Blockhead « Free Sweatpants » @@@@¼


J’avais perdu de vue Blockhead après l’incroyable Minutes After Midnight en 2012. Normal que les sorties suivantes ont eu un écho moindre, il a quitté peu après le label anglais Ninja Tune pour suivre une voie plus indépendante. La sortie de Free Sweatpants est l’occasion de voir le DJ/producteur new-yorkais en est. Avec encore un chef d’oeuvre à la clef?

Entre Minutes After Midnight et Free Sweatpants, le new-yorkais Blockhead a conçu trois albums à lui et quatre collaboratifs (dont 2 avec Mark Spekt ici présent) et malgré tout, ceux qui -comme moi- l’ont découvert avec les magnifiques Music By Cavelight et Downtown Science retrouveront son univers familier. C’est un peu comme revenir à un endroit plein de souvenirs après plusieurs années, comme une maison de famille longtemps inoccupée. Quoique, par rapport à ses précédents albums, Free Sweatpants est, comme le suggère l’artwork, plus politique.
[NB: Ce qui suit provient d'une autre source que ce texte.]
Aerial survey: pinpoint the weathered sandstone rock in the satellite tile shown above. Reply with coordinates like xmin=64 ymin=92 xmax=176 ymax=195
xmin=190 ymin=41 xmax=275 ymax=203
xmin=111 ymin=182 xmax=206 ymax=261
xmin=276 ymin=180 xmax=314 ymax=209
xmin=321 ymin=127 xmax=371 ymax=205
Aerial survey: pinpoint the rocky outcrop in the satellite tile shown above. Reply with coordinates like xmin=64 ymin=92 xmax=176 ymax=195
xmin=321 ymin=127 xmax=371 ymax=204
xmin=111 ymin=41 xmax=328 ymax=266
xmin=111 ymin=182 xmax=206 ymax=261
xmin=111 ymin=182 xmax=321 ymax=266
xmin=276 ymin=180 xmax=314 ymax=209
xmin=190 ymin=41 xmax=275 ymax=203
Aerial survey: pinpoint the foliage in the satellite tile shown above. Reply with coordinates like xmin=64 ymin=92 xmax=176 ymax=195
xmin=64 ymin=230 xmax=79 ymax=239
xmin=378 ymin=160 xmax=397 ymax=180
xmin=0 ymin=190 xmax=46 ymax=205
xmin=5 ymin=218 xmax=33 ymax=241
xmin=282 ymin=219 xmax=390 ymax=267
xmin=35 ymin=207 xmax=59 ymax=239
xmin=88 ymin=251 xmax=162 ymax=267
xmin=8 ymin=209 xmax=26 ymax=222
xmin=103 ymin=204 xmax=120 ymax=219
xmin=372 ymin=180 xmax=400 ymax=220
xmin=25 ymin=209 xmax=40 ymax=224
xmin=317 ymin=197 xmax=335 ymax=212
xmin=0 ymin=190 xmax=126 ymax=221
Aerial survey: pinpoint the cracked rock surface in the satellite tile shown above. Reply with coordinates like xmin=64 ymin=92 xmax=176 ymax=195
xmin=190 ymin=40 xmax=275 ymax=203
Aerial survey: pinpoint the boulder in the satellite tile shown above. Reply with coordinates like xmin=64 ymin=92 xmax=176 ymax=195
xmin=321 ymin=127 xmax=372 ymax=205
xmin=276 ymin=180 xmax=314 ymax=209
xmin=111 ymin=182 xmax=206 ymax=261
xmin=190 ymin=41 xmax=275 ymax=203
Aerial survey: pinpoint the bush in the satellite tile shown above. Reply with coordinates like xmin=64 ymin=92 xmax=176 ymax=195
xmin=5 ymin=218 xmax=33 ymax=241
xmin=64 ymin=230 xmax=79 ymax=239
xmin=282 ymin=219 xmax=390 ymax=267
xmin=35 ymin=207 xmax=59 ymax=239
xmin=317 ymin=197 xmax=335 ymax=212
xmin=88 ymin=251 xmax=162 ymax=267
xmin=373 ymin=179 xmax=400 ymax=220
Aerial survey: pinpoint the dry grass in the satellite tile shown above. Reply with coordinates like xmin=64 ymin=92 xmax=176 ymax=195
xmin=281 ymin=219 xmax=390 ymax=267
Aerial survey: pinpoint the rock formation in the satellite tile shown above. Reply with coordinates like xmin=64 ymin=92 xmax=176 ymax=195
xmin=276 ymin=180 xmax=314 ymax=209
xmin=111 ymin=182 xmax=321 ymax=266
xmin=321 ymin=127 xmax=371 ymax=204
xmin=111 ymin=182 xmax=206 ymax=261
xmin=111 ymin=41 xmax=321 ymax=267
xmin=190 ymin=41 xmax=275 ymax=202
Mais une chose est sûre, Blockhead a bien conservé sa capacité inaltérable à nous transporter et laisser notre esprit s’évader avec ses collages musicaux, grâce à un édifiant travail sur les textures sonores et les patterns de boucles (il y a juste à écouter le splendide « Weeping Willow » pour s’en convaincre) qui lui semble tout à fait naturel chez lui. C’est ce côté désuet et magique qui donnent des visions d’espaces et de mélancolie, avec parfois des incursions soul/jazz, comme pour ce court passage ce Vic Spencer dans cette atmosphere seventies (« Favorite Chair« ).

Très simplement, c’est le genre d’album beau et riche pendant lequel il se passe tellement de choses que les mots manquent pour tenter de résumer les réactions de notre système auditif, c’est à nous rendre synesthète. Même rien que certains font réfléchir, comme « Tinder in the Time of Cholera » et le final sublime « Make America Gape Again« . Cool de voir son vieux pote de fac Aesop Rock sur « Kiss The Cook », mais aussi Open Mike Eagle (« Slippery Slope« ) et Homeboy Sandman (« Deeperstill« ).

S’il est encore un peu trop tôt pour qualifier cet opus de chef d’oeuvre, certaines compositions le sont indéniablement. Blockhead continue son bonhomme de chemin à parfaire son art en tant que véritable maestro d’abstract hip-hop.